Anxiety disorders are a group of conditions characterised by extreme worry which affects daily functioning.
Anxiety Disorders Scientific Explanation
Anxiety serves an adaptive and life-saving function — it serves as a warning of threats to us. It becomes a disorder when the anxiety overwhelms an individual to the point of him/her not being able to function. There is evidence to suggest that anxiety disorders result from abnormal neurotransmitter function. There are also psychological theories that try to explain the cause for anxiety disorders.
What are the Common Types of Anxiety Disorders in Asian Women?
There is little evidence that Asian women are different from any other population.The common types of anxiety disorders are: Social phobia, simple phobia, panic disorder, generalized anxiety disorder and obsessive compulsive disorder. Post-traumatic stress disorder is an anxiety disorder that occurs in people who have had especially traumatic experiences.
What are the Main Causes of Anxiety Disorders?
There are many ways to view the causes of anxiety disorders – biological (genetic, neurophysiological and neuroanatomical changes), cognitive (the way one learns to perceive self and threats in the environment), developmental (the way one builds secure relationships to protect against threats) and psychodynamic (how one copes with unconscious fears and conflicts) – and there is a multitude of evidence for each of these pathways. It seems likely that for any disorder to develop, there is a confluence of factors.
What are the Ways to Treat these Disorders?
The main methods of treatment are medication and psychotherapy. The form of psychotherapy chosen will reflect the particular circumstances of the therapist, the patient and the presenting situation.
Are Anxiety Disorders curable? What is the Proportion of patients who actually Overcome their Conditions?

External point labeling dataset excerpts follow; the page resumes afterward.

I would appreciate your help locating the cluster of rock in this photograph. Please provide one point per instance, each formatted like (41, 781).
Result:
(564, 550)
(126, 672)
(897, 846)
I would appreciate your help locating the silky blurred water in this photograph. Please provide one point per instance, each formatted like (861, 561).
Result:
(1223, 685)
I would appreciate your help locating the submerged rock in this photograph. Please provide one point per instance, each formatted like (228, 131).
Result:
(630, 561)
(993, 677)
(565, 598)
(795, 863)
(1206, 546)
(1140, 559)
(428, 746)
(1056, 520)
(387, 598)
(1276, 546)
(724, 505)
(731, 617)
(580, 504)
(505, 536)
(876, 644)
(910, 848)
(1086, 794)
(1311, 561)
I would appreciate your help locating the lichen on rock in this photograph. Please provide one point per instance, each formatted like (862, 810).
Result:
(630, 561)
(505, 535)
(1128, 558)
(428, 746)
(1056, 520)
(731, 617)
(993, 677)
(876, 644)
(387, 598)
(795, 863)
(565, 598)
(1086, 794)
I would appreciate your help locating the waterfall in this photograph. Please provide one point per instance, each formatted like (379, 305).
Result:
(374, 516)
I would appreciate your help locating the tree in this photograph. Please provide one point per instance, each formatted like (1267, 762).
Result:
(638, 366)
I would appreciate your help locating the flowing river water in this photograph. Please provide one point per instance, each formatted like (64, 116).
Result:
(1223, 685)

The response to either medication or cognitive-behavioural therapy in anxiety disorders is in the range of 55-65%. There are variations according to the medication used, concomitant therapy and the population studied. Some studies have shown that a combination of medication and cognitive-behavioural therapy is superior to either for long-term prevention of relapses.
Can a Patient “Snap out of it”? If so, in what Cases do they do so?
The Patients with definite anxiety disorder probably cannot ‘snap out of it’. I think anybody who has had these distressing symptoms would probably have done so on their own, if they could. Hearing such advice from other people often worsens their sense of guilt and helplessness.
What is the Difference between Anxiety Disorder and Paranoia?
When lay people use the term ‘paranoia’, they often mean the same thing as anxiety. E.g. “I’m paranoid about getting a speeding ticket”. What psychiatrists call paranoia is something quite different. Paranoia refers to having ideas which are delusional in nature – they are ideas arrived at by illogical and pathological means, and firmly believed in the face of all evidence to the contrary. This is usually found in psychotic disorders. In anxiety disorders, the focus of worry is logical and understandable but the reaction is excessive and has disabling symptoms like insomnia or avoidance.